Duke Exercise Stress Test Score Interpretation
The Duke treadmill score (DTS) is the most widely used and validated method to assess risk and prognosis in patients with suspected ischemic heart disease, with scores categorized as low risk (≥5), intermediate risk (-10 to 4), and high risk (≤-11) corresponding to annual mortality rates of 0.25%, intermediate risk, and 5% respectively. 1
Calculation of the Duke Treadmill Score
The Duke treadmill score is calculated using the following formula:
- DTS = Exercise time in minutes - (5 × ST-segment deviation in mm) - (4 × Angina index)

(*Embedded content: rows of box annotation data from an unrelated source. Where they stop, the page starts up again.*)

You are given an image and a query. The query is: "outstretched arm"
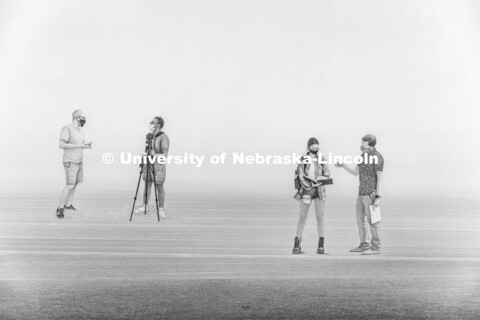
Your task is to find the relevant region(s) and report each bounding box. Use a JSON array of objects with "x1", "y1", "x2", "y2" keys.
[
  {"x1": 58, "y1": 139, "x2": 90, "y2": 149},
  {"x1": 335, "y1": 163, "x2": 359, "y2": 176}
]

- Where the angina index is:
- 0 if no angina occurs during the test
- 4 if angina occurs during the test
- 8 if angina is the reason for stopping the test
Risk Stratification Based on Duke Treadmill Score
| Risk Category | DTS Value | Annual Mortality Rate | 4-Year Survival Rate |
|---|---|---|---|
| Low Risk | ≥ 5 | 0.25% | 99% |
| Intermediate Risk | -10 to 4 | 1-3% | ~95% |
| High Risk | ≤ -11 | 5% | 79% |
Clinical Implications of DTS Categories
Low Risk (DTS ≥ 5)
- Represents approximately 62-66% of outpatients with suspected coronary artery disease 1
- Annual mortality rate of only 0.25%
- Typically associated with:
- Good exercise capacity
- Minimal or no ST-segment depression
- No exercise-induced angina
- Further cardiac testing generally not required unless clinical suspicion remains high
Intermediate Risk (DTS -10 to 4)
- Represents approximately 30-34% of patients
- Annual mortality rate between 1-3%
- May benefit from additional risk stratification with imaging studies:
- Exercise or pharmacologic stress imaging (nuclear or echocardiography)

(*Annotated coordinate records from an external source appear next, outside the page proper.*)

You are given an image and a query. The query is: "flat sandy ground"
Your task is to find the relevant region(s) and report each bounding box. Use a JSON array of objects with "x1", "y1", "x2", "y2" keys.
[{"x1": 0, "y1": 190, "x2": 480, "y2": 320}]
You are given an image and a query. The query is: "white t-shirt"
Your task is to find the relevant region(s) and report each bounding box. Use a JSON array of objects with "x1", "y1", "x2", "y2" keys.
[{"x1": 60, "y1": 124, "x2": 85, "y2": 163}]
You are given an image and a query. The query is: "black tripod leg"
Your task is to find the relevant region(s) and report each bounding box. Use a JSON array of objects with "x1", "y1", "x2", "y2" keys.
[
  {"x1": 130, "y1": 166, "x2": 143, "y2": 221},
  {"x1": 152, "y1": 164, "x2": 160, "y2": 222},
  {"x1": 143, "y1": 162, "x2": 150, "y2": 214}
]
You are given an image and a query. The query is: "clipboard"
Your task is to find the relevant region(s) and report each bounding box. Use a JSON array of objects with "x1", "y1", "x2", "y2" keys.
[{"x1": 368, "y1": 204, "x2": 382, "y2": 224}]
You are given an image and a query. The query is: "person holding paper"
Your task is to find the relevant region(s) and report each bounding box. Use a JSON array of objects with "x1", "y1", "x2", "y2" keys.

- Particularly useful when there is either impaired functional capacity or abnormal heart rate recovery, but not both 1
High Risk (DTS ≤ -11)
- Represents approximately 4% of patients
- Annual mortality rate of 5%
- Associated with:
- Poor exercise capacity
- Significant ST-segment depression
- Exercise-limiting angina
- Consideration for coronary angiography is appropriate
- High likelihood of severe coronary artery disease (74% have 3-vessel or left main disease) 2
Diagnostic Value of the Duke Treadmill Score
Beyond its prognostic value, the DTS also provides diagnostic information:
- Low-risk patients (DTS ≥ 5): 60% have no significant coronary stenosis, 16% have single-vessel disease 2
- High-risk patients (DTS < -11): 74% have 3-vessel or left main coronary disease 2
Special Considerations
- Gender differences: The score performs equally well in both men and women, though preliminary data suggests some differences in interpretation may be needed 1, 3
- Age limitations: The score may not work as well in elderly patients, particularly those over 75 years of age 1
- Medication effects: Beta-blockers and other anti-ischemic drugs should ideally be withheld for 4-5 half-lives (about 48 hours) before testing to avoid masking ischemic changes 1
- Inability to exercise: The inability to perform an exercise test is itself a strong negative prognostic factor 1
When Additional Imaging Is Recommended
While the DTS is valuable, additional imaging may be warranted in specific situations:
- Patients with uninterpretable baseline ECG (left bundle branch block, ventricular pacing, LV hypertrophy, digitalis use, resting ST abnormalities) 1
- Patients with equivocal exercise results or intermediate DTS 1
- Patients with prior revascularization and significant change in anginal pattern 1
The Duke treadmill score remains a powerful tool for risk stratification in patients with suspected coronary artery disease, providing valuable prognostic information that guides clinical decision-making and helps determine the need for additional testing or intervention.